Habere göre, Kıbrıs Hükümet Sözcüsü Prodromos Prodromu, verdiği röportajda, güvenlik konularında uygun hazırlığın yapılmasının önemine dikkat çekti.
Amacın, Kıbrıs sorununa ilişkin müzakerelerin, sadece yeniden başlaması değil, başarı potansiyeline de sahip olması yönünde olduğunu belirten Prodromu, ancak bunun olabilmesi için de, zaman takvimlerinin bulunmaması gerektiğini savundu.
Prodromu, ancak Rum Yönetimi’nin, sonuç almadan süresiz uzatmaya yol açacak bir müzakere de arzulamadığını ifade etti.
Lute’un gelişi
“Müzakerelerin, sonbaharda, yeniden başlaması amacıyla, BM Genel Sekreteri Antonio Guterres’in Kıbrıs sorunu için görevlendirdiği geçici özel danışmanı Jane Holl Lute’un, Ada’ya geldiği, her iki tarafı dinlediği, garantör ülkelerle de temaslarda bulunacağının anımsatılması ve bu hedefe yaklaşılıp yaklaşılmadığı” şeklindeki bir soru üzerine Prodromu, Kıbrıs’ın güneyinin tezlerine ilişkin olarak, Kıbrıslı Rum Lider Nikos Anastasiadis’in, kendilerinin, müzakerelere, kalındığı yerden ve Crans-Montana’da şekillenen Guterres çerçevesine bağlı olarak yeniden başlamaya hazır olduklarını Lute’a ilettiğini belirtti.
Prodromu, bu açıdan, kendilerinin müzakerelerin yeniden başlamasına çok yakın olduklarını ancak bunun diğer tarafa da bağlı olduğunu savundu.
Türkiye’den ve aynı zamanda Kıbrıs’ın kuzeyinden duyduklarının, iyimserlik yaratmadığını ileri süren Prodromu, buna karşın, konunun, BM Genel Sekreteri Antonio Guterres’in Kıbrıs sorunu için görevlendirdiği geçici özel danışmanı Jane Holl Lute’un, Kıbrıslı Türk Lider Akıncı’nın neler dediği ve Ankara’dan neler duyacağı noktasında, resmi olarak ne sunacağı olduğunu söyledi.

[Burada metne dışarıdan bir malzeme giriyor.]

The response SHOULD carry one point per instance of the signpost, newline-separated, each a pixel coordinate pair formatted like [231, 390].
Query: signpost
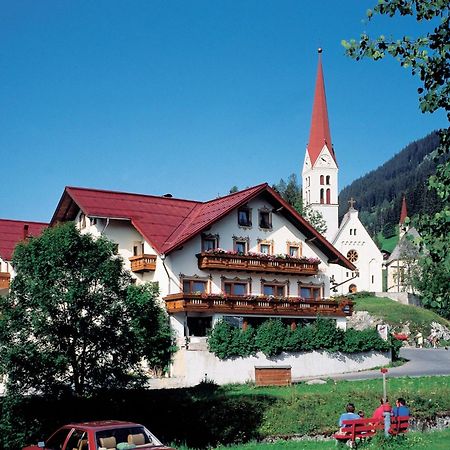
[386, 413]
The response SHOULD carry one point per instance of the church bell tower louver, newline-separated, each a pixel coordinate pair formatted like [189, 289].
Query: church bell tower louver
[320, 169]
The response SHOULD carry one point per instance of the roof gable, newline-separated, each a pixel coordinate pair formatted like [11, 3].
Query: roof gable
[167, 223]
[14, 231]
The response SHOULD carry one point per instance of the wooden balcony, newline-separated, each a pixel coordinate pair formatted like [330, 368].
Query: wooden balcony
[143, 263]
[257, 305]
[257, 263]
[5, 279]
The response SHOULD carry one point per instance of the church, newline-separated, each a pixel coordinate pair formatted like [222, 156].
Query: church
[320, 192]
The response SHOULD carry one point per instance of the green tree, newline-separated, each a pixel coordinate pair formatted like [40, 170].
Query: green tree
[428, 57]
[73, 322]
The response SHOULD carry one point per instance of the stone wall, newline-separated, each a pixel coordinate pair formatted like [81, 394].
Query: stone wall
[191, 367]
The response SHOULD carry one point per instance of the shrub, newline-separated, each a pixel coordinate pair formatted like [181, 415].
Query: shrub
[327, 335]
[271, 337]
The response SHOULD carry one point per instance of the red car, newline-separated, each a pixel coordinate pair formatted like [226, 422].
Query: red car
[101, 435]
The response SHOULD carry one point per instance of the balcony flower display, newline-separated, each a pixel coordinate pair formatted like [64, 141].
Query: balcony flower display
[264, 256]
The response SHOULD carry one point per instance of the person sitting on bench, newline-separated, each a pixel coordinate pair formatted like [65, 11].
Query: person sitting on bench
[348, 415]
[400, 409]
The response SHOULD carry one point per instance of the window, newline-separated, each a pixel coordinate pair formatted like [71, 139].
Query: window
[264, 248]
[265, 219]
[240, 246]
[235, 288]
[245, 217]
[82, 221]
[310, 292]
[138, 248]
[194, 286]
[210, 242]
[56, 441]
[78, 439]
[294, 250]
[352, 255]
[275, 290]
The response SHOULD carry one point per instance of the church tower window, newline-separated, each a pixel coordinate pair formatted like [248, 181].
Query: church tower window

Prodromu, kamuoyu önünde duyduklarının aksine, olumlu bir karşılık durumunda o zaman müzakerelerin yeniden başlaması güzergahında olacaklarını belirtti.
Kıbrıs sorunu süreci
“Hangi sürecin takip edilmesinin istendiği, BM Genel Sekreteri her iki tarafı diyaloğa çağırırken gelecek safhayı Kıbrıs’ın güneyi’nin nasıl gördüğü” şeklindeki bir soru üzerine Prodromu, BM çerçevesindeki sürecin, kesin ve üzerinde anlaşmaya varılmış olduğunu düşündüğünü, Genel Sekreter’in başka bir hakemlik rolü olmaksızın -ki bu nedenden dolayı sorumluluk yüklemesi beklenmiyor- iyi niyet misyonunu sağladığını ifade etti.
Zamana yayılacak bir müzakere istedikleri anlamına gelmeksizin, bir çeşit zaman takvimsiz bir süreçten söz eden Prodromu, acele edecek olan biri bulunuyorsa, bunun da Kıbrıs Rum tarafı olduğunu, çünkü “ işgal altında bulunan Kıbrıs Cumhuriyeti toprakları olduğunu, her gün oldu bittiler ve değişimle tehdit edildiğini, tüm haklarından mahrum bırakılan kendi insanlarının göçmen olduğunu, kendilerini güvende hissetmediklerini, binlerce Türk askerinin yanlarında olduğunu” iddia etti.
Prodromu, bunlara bağlı olarak en kısa zamanda “işgali veya Türkiye tarafından kontrolü ” sonlandıracak bir anlaşmayı istemede her nedenlerinin bulunduğunu ileri sürdü.
Prodromu sözlerinin devamında, müzakerelerin, Crans-Montana’da kaldığı yerden devam etmesine hazır olduklarını ancak ele alınması ve sonuçlandırılması gereken konuların da bulunduğunu söyledi.
BM’nin hazırladığı “askıda olanlar” listesinde dahil olan konuların yeteri kadar olduğunu söyleyen Prodromu, bununla birlikte anahtarın “güvenlik” konuları olduğunu savundu.
Prodromu, Türkiye’nin garantiler ve müdahaleler ile Kıbrıs’taki askeri varlığına ilişkin uzlaşmaz tutumu bulunduğunu iddia ederek, bunun değişmesi durumunda o zaman diğer askıda bulunan konularda daha kolay ilerleme sağlanabileceğini ileri sürdü.
“Güvenlik, garantiler ve ordu konularına geçmeden önce iç başlıklarda da ciddi açık konuların bulunduğu” şeklindeki gözlem üzerine Prodromu, bazı ciddi konuların bulunduğunu, örneğin ekonomi konularında, sadece çözümün finanse edilmesi veya gerekli olacak tazminatlar konusunun bulunmadığını; ekonominin birleştirilmesi gibi birçok pratik konuların var olduğunu söyledi.